Which river management alternatives does the local populations prefer, and what influences their preferences? Findings from an empirical case study in the Swiss midlands.

Authors and Affiliations: 

Matthias Buchecker and Stefanie Müller
Swiss Federal Research Institute WSL, Group Social Sciences in Landscape Research, CH-8903 Birmensdorf

Corresponding author: 
Matthias Buchecker

River revitalizations have been propagated in the last decades in Europe in order to combine flood protection and ecological enhancement. Although the wider public generally supports river revitalizations, implementations of projects often meet local resistance (Junker et al., 2007). This has also to do with the fact that local population's wishes and needs are normally not considered in project planning (Buchecker et al., 2013). In our study, we developed different management scenarios for a middle-sized river in a peri-urban region and wanted to find out a) which management scenarios and management aspects the local population prefers and b) which socio-psychological factors influence these preferences. We conducted this study in the valley of the Wigger river, a peri-urban region in the Swiss midlands. Specific of the situation of this river is that two sections have already been revitalised in the last years, whereas a revitalization project is envisaged for two still channelled sections. Based on a qualitative pre-study, a standardised questionnaire that included eight illustrated river management scenarios was sent to a random sample of the regional population (N=2500) as a basis for river management planning as well as a baseline for evaluating the project. The questionnaire measured a wide range of influence factors for the river management scenarios such as place attachment, recreation use, attachment to the river, perception of the state and the meanings of the river, connectedness to nature, perceived flood risk and many socio-demographic items. The survey revealed that the river was, in spite of the strong channelling and the close-by motorway, perceived by the population as quite intact and that the paths along the river were intensively used for recreation. Non-the-less, the population showed strong support for high-level revitalisation alternatives. The influence factors for the preferences of the management alternatives will be analysed using regression analyses, and conclusions will be drawn for integrated river management in peri-urban regions.

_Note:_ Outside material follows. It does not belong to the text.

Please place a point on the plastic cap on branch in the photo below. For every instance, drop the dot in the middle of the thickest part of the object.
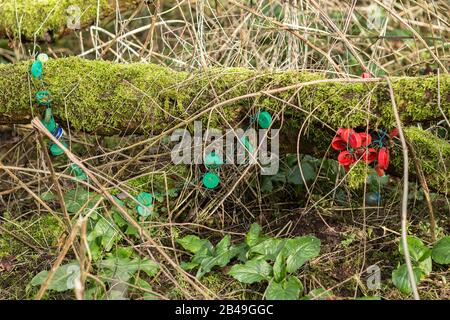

Buchecker, M., S. Menzel, and R. Home. 2013. How much does participatory flood management contribute to stakeholders' social capacity building? Empirical findings based on a triangulation of three evalua-tion approaches." Natural Hazards and Earth System Sciences 13(6):1427-44.

Junker, B., Buchecker, M. and Müller-Böker, U., 2007: Objectives of public participation: Which actors should be involved in the decision making for river restorations. Water resources research, Vol. 43 (10), 1-11.